But how do we go from that to a sequence of letters?
And what's especially tricky:
the number of letters in an image is separable from its size.
A screenshot of this document has a much higher density of letters
than a close-up photograph of a piece of paper.
How do we get a _variable-length_ sequence of letters,
where the length need have nothing to do with the size of the input tensor?

_Transformers_ are an encoder-decoder architecture that excels at sequence modeling --
they were
[originally introduced](https://arxiv.org/abs/1706.03762)
for transforming one sequence into another,
as in machine translation.
This makes them a natural fit for processing language.

But they have also found success in other domains --
at the time of this writing, large transformers
dominate the
[ImageNet classification benchmark](https://paperswithcode.com/sota/image-classification-on-imagenet)
that has become a de facto standard for comparing models
and are finding
[application in reinforcement learning](https://arxiv.org/abs/2106.01345).

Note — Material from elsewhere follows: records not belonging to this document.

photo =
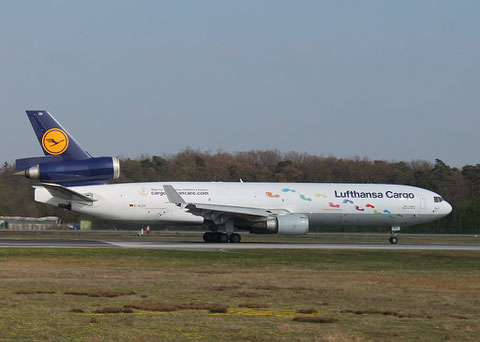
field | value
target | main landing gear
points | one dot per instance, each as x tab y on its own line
393	232
222	237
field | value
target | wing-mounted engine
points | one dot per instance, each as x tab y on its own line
292	224
74	172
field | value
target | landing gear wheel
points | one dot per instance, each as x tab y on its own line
235	238
221	237
393	240
208	237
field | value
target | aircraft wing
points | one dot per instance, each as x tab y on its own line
67	194
218	213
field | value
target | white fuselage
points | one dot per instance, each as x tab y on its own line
324	204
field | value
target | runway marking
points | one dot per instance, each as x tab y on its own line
202	246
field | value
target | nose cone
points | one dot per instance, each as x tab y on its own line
446	208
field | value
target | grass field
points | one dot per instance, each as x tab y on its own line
122	235
92	294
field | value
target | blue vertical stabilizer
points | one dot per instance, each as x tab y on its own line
54	139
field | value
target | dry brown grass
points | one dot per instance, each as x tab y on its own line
109	309
33	292
253	305
189	287
248	295
310	319
107	294
168	307
386	313
158	307
307	311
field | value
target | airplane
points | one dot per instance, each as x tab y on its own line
70	178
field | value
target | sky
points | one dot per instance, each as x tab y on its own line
391	80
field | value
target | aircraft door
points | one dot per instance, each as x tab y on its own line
423	203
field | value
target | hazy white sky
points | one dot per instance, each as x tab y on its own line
394	80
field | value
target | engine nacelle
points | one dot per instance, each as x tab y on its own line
76	171
293	224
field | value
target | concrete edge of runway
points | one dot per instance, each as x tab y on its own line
202	246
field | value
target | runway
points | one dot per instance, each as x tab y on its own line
202	246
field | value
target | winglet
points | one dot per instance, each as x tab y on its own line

So we will use a Transformer as a key component of our final architecture:
we will encode our input images with a CNN
and then read them out into a text sequence with a Transformer.

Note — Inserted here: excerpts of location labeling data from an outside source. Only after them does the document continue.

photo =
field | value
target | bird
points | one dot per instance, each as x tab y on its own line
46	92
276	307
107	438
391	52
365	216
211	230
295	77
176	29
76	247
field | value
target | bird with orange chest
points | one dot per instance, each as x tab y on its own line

Before trying out this new model,
let's first get an understanding of why the Transformer architecture
has become so popular by walking through its history
and then get some intuition for how it works
by looking at some
[recent work](https://transformer-circuits.pub/)
on explaining the behavior of both toy models and state-of-the-art language models.

## Why not convolutions?

In the ancient beforetimes (i.e. 2016),
the best models for natural language processing were all
_recurrent_ neural networks.

Convolutional networks were also occasionally used,
but they suffered from a serious issue:
their architectural biases don't fit text.

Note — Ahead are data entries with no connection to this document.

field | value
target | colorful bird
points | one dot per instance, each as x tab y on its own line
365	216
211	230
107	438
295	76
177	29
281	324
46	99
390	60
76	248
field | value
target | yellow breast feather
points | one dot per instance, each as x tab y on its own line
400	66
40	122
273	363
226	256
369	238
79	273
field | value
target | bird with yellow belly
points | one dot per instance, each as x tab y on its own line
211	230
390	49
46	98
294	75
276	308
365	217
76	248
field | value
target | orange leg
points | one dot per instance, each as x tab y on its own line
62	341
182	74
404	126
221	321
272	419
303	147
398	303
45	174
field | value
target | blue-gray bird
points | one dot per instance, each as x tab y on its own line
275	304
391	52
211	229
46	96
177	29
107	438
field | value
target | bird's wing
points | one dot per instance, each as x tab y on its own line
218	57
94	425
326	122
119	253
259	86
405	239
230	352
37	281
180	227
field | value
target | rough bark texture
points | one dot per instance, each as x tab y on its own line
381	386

First, _translation equivariance_ no longer holds.
The beginning of a piece of text is often quite different from the middle,
so the absolute position matters.

Second, _locality_ is not as important in language.
The name of a character that hasn't appeared in thousands of pages
can become salient when someone asks, "Whatever happened to
[Radagast the Brown](https://tvtropes.org/pmwiki/pmwiki.php/ChuckCunninghamSyndrome/Literature)?"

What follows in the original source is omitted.